By Md. Kamruzzaman
DHAKA, Bangladesh (AA) - Experts warn that persecution and discrimination still prevailing in Myanmar’s Rakhine state make the prospects for a peaceful and sustainable repatriation of Rohingya Muslims impossible.
"Remaining Rohingya in Myanmar continue to be denied their rights and persecuted by authorities, making returns from Bangladesh impossible," said Yanghee Lee, the UN Special Rapporteur on the situation of human rights in Myanmar, in a keynote speech at an international conference on Friday in Seoul.
The conference entitled "Protection of Rohingya Survivors and Accountability for Genocide" was held in remembrance of the second anniversary of the Myanmar military's brutal crackdown on the Rohingya in Rakhine State.
Lee said that 128,000 Muslims, including Rohingya and Kaman -- 53% being children -- still live in encampments in central Sittwe, the capital of Rakhine, with no freedom of movement.
Even those who participated in the 2014 pilot verification process in the Rakhine state still do not have freedom of movement, Lee added.
On whether the Myanmar army, Tatmadaw, committed genocide, Lee mentioned five acts of genocide including killing as per the 1951 Genocide Convention. "There is ample support of identifying the current situation in Myanmar as genocide – an ongoing genocide," she said.
On how to move forward amid the prevailing situation, Lee said that first, Myanmar must be "referred to the International Criminal Court without delay."
She urged the immediate mending of the controversial 1982 Citizenship Law that "literally made the majority of the Rohingya as stateless."
The Human Rights Watch (HRW), in a statement issued on Aug. 20, 2019, estimated a total of 125,000 Rohingya confined to open-air camps in central Rakhine since 2012.
The HRW in its latest statement issued on Friday, added that there were an estimated 500,000 Rohingya living in appalling conditions in Rakhine. "Security forces have confined them to camps and villages and severely restricted their freedom of movement," the statement said.
"Two years since the Myanmar military carried out ethnic cleansing on Rohingya, the government still denies its troops committed any atrocities," said Phil Robertson, HRW deputy Asia director.
Quoting a Thursday report released by the UN Fact-Finding Mission documenting and analyzing sexual and gender-based violence committed by Myanmar’s military, international humanitarian law organization Global Justice Center (GJC) President Akila Radhakrishnan said in a statement: "To date, no military perpetrator of sexual violence has been held accountable in Burma [Myanmar] for their crimes."
“Sexual and gender-based violence is, at its core, an expression of discrimination, patriarchy, and inequality,” said Radhakrishnan. “As a result, accountability for these crimes must be holistic and seek to address and transform the root causes of violence.”

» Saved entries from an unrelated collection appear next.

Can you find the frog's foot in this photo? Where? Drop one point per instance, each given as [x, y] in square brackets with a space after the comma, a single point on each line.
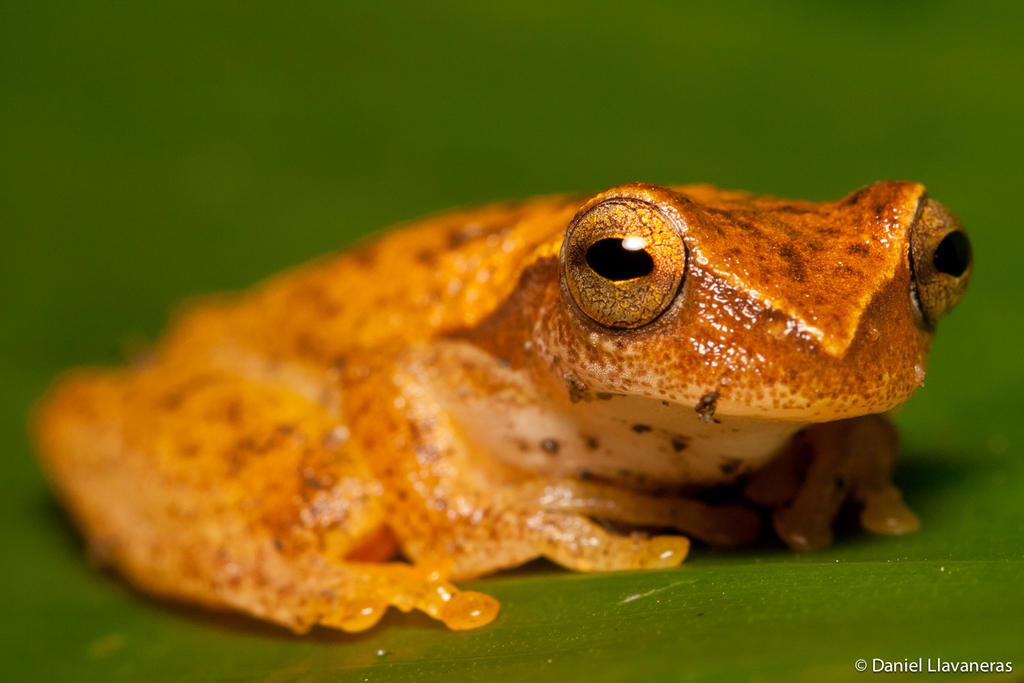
[850, 460]
[357, 595]
[726, 524]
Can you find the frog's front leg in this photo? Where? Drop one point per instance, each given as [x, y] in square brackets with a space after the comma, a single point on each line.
[454, 504]
[845, 460]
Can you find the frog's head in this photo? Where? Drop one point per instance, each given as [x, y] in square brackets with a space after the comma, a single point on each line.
[763, 307]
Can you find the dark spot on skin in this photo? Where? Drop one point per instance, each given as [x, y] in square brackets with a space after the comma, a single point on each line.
[790, 208]
[706, 407]
[729, 466]
[427, 454]
[794, 264]
[311, 481]
[855, 197]
[578, 390]
[426, 256]
[335, 437]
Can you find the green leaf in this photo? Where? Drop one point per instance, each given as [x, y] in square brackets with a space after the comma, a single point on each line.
[151, 155]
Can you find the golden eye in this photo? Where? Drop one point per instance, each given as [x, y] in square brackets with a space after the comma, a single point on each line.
[623, 262]
[940, 258]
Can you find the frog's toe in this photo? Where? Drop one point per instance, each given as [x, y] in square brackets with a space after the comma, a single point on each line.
[355, 615]
[468, 609]
[885, 512]
[663, 552]
[803, 531]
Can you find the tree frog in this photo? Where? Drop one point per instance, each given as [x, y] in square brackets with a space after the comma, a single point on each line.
[593, 380]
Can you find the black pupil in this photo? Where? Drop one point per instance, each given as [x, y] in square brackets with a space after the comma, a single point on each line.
[952, 255]
[610, 259]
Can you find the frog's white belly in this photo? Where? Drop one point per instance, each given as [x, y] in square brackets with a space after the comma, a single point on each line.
[641, 442]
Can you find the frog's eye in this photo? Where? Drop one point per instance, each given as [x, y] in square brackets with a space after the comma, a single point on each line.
[940, 258]
[623, 262]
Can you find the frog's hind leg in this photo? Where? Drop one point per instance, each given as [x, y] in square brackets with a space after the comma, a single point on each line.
[848, 460]
[211, 488]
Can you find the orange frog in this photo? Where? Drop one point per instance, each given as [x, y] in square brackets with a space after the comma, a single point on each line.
[565, 378]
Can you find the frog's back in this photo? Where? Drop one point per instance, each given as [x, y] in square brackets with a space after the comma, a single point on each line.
[443, 273]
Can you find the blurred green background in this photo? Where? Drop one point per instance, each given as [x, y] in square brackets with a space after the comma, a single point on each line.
[155, 152]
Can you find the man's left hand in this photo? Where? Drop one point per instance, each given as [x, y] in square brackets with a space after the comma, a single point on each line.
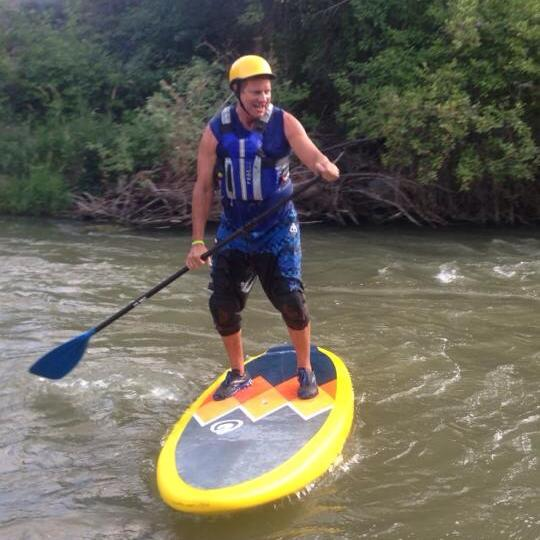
[327, 170]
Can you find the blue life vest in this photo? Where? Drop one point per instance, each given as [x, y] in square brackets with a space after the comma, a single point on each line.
[252, 165]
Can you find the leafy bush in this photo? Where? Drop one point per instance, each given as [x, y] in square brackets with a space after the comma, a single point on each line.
[42, 192]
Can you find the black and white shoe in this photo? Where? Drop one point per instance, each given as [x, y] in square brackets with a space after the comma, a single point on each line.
[308, 384]
[233, 383]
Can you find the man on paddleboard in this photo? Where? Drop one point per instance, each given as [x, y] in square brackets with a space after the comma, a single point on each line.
[249, 144]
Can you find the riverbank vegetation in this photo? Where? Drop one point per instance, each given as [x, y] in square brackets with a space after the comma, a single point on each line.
[431, 106]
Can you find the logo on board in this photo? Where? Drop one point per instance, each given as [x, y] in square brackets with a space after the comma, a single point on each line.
[225, 426]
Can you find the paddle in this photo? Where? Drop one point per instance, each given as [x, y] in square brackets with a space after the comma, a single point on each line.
[60, 361]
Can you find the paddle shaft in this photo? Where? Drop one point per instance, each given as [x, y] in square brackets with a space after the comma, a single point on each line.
[239, 232]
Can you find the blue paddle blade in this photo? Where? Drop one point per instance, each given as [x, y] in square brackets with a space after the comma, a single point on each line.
[61, 360]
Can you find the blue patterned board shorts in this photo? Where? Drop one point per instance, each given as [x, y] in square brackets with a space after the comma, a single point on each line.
[274, 256]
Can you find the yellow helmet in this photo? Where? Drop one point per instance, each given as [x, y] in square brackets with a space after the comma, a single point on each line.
[248, 66]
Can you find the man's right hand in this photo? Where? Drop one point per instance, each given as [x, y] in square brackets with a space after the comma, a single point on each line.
[193, 259]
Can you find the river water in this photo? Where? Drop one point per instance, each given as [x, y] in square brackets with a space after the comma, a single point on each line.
[439, 330]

Pointing to continued impunity for the Myanmar army, the Burma Human Rights Network (BHRN) in its June 2019 report said that seven Myanmar soldiers who were jailed for the killing of 10 Rohingya at Inn Din village, were released under the decision of Myanmar Commander in Chief, Brigadier General Zaw Min Tun.
- Persecuted people
The Rohingya, described by the UN as the world's most persecuted people, have faced heightened fears of attack since dozens were killed in communal violence in 2012.

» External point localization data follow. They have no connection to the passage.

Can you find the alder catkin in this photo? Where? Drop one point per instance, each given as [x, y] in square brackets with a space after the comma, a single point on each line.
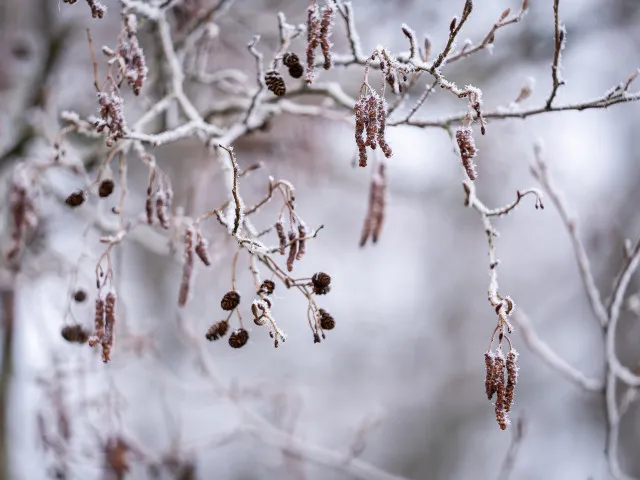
[512, 378]
[293, 250]
[468, 150]
[187, 268]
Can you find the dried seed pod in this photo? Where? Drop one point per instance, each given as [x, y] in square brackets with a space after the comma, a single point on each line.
[372, 122]
[302, 243]
[106, 187]
[293, 251]
[76, 199]
[79, 295]
[361, 124]
[162, 209]
[238, 338]
[512, 378]
[292, 62]
[501, 413]
[267, 287]
[382, 125]
[321, 283]
[187, 268]
[468, 150]
[489, 385]
[275, 83]
[110, 321]
[313, 39]
[74, 333]
[325, 34]
[217, 330]
[326, 320]
[98, 322]
[230, 301]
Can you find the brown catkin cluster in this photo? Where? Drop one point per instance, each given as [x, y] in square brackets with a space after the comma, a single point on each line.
[217, 330]
[292, 62]
[360, 109]
[319, 29]
[109, 323]
[281, 237]
[468, 150]
[187, 267]
[302, 243]
[275, 83]
[371, 121]
[374, 220]
[23, 214]
[202, 248]
[496, 367]
[313, 39]
[512, 378]
[164, 200]
[111, 116]
[293, 250]
[326, 25]
[98, 323]
[135, 66]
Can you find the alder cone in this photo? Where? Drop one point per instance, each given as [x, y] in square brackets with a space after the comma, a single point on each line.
[239, 338]
[275, 83]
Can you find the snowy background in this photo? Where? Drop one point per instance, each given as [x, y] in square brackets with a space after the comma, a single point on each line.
[405, 362]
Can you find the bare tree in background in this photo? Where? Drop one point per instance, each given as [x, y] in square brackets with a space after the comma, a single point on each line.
[148, 98]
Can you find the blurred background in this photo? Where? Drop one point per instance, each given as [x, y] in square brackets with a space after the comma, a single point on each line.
[399, 383]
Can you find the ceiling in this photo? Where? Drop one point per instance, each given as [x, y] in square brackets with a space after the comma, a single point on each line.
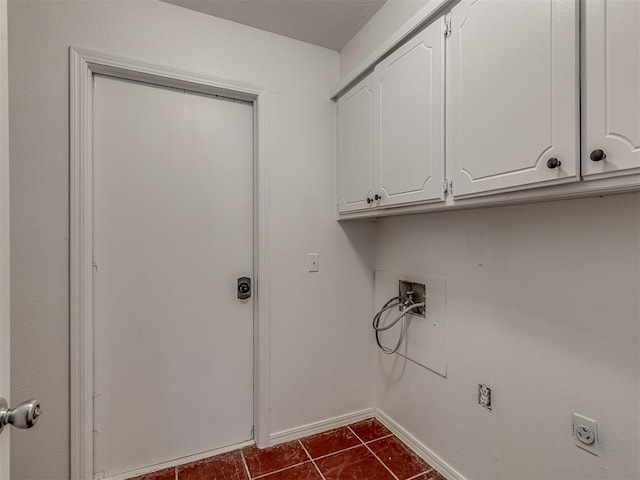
[328, 23]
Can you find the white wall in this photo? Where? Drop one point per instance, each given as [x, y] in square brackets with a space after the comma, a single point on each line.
[391, 16]
[320, 342]
[543, 306]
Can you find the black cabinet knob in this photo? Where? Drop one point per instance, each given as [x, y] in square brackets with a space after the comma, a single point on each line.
[597, 155]
[553, 163]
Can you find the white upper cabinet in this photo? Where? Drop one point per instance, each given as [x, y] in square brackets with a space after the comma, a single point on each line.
[409, 121]
[355, 148]
[513, 105]
[611, 88]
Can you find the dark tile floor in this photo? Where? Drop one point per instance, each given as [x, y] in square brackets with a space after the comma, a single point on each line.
[362, 451]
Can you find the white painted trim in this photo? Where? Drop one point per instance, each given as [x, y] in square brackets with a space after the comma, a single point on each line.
[427, 14]
[321, 426]
[5, 238]
[418, 447]
[178, 462]
[567, 191]
[83, 64]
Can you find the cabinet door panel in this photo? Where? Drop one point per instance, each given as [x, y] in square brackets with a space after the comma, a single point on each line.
[513, 78]
[409, 119]
[611, 101]
[355, 147]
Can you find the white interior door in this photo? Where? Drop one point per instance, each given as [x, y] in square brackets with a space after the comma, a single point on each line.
[173, 230]
[4, 235]
[611, 97]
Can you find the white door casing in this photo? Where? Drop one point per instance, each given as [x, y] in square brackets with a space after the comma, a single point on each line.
[611, 97]
[512, 94]
[355, 147]
[172, 221]
[409, 120]
[83, 65]
[5, 371]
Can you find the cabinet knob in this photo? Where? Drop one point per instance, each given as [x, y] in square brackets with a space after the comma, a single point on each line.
[597, 155]
[553, 163]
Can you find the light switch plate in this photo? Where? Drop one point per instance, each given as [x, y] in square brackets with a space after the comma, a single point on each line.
[313, 262]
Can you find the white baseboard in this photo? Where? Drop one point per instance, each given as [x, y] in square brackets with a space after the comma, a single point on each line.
[417, 446]
[321, 426]
[178, 461]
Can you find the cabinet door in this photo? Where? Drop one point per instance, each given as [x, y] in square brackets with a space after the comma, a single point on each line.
[513, 101]
[611, 86]
[355, 147]
[409, 120]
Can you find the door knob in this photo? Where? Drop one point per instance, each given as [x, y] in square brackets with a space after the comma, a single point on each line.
[24, 415]
[597, 155]
[244, 288]
[553, 163]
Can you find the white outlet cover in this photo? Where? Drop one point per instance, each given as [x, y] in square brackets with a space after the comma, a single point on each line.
[580, 421]
[313, 262]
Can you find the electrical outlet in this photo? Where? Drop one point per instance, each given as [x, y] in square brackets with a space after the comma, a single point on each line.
[484, 396]
[585, 433]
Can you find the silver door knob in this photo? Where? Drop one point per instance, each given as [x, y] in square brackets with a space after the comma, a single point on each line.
[24, 415]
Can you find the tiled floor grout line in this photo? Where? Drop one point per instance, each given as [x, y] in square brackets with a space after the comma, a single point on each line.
[376, 439]
[312, 460]
[244, 462]
[278, 471]
[422, 473]
[372, 453]
[336, 452]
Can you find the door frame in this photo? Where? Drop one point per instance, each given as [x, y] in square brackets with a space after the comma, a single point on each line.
[83, 64]
[5, 312]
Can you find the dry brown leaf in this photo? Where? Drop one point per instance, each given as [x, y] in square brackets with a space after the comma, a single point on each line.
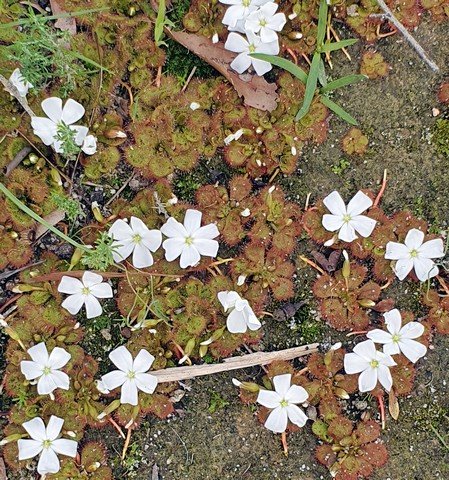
[255, 90]
[67, 24]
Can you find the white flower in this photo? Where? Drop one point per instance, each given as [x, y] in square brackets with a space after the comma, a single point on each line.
[135, 238]
[253, 44]
[413, 253]
[190, 240]
[20, 83]
[239, 10]
[284, 402]
[46, 368]
[131, 375]
[371, 364]
[266, 21]
[45, 441]
[84, 292]
[47, 128]
[348, 220]
[89, 146]
[398, 339]
[241, 316]
[234, 136]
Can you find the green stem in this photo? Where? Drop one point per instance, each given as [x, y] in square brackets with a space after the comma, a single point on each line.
[10, 196]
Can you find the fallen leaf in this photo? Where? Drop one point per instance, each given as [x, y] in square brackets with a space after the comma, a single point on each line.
[66, 24]
[255, 90]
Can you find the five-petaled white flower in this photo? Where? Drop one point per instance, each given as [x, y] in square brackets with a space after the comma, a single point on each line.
[253, 44]
[131, 375]
[135, 238]
[399, 339]
[414, 254]
[239, 10]
[284, 402]
[371, 364]
[46, 368]
[45, 441]
[348, 220]
[61, 117]
[266, 22]
[241, 315]
[19, 82]
[84, 292]
[190, 240]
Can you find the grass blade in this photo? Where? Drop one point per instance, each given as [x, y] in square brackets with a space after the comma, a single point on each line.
[330, 47]
[47, 18]
[310, 86]
[342, 82]
[298, 72]
[322, 23]
[343, 114]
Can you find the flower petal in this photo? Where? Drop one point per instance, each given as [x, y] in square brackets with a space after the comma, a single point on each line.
[143, 361]
[146, 382]
[58, 358]
[425, 268]
[70, 285]
[354, 363]
[432, 249]
[101, 290]
[363, 225]
[347, 233]
[296, 415]
[358, 204]
[379, 336]
[414, 239]
[403, 267]
[93, 307]
[29, 448]
[129, 393]
[39, 353]
[335, 204]
[189, 256]
[114, 379]
[268, 398]
[36, 429]
[282, 384]
[65, 447]
[277, 420]
[54, 427]
[296, 394]
[72, 112]
[73, 303]
[48, 462]
[52, 107]
[368, 379]
[122, 358]
[396, 251]
[385, 378]
[412, 349]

According to Amnesty International, more than 750,000 Rohingya refugees, mostly women and children, have fled Myanmar and crossed into Bangladesh after Myanmar forces launched a crackdown on the minority Muslim community in August 2017, pushing the number of persecuted people in Bangladesh above 1.2 million.
Since Aug. 25, 2017, nearly 24,000 Rohingya Muslims have been killed by Myanmar’s state forces, according to a report by the Ontario International Development Agency (OIDA).
More than 34,000 Rohingya were also thrown into fires, while over 114,000 others were beaten, said the OIDA report, titled "Forced Migration of Rohingya: The Untold Experience".
Some 18,000 Rohingya women and girls were raped by Myanmar’s army and police and over 115,000 Rohingya homes were burned down and 113,000 others vandalized, it added.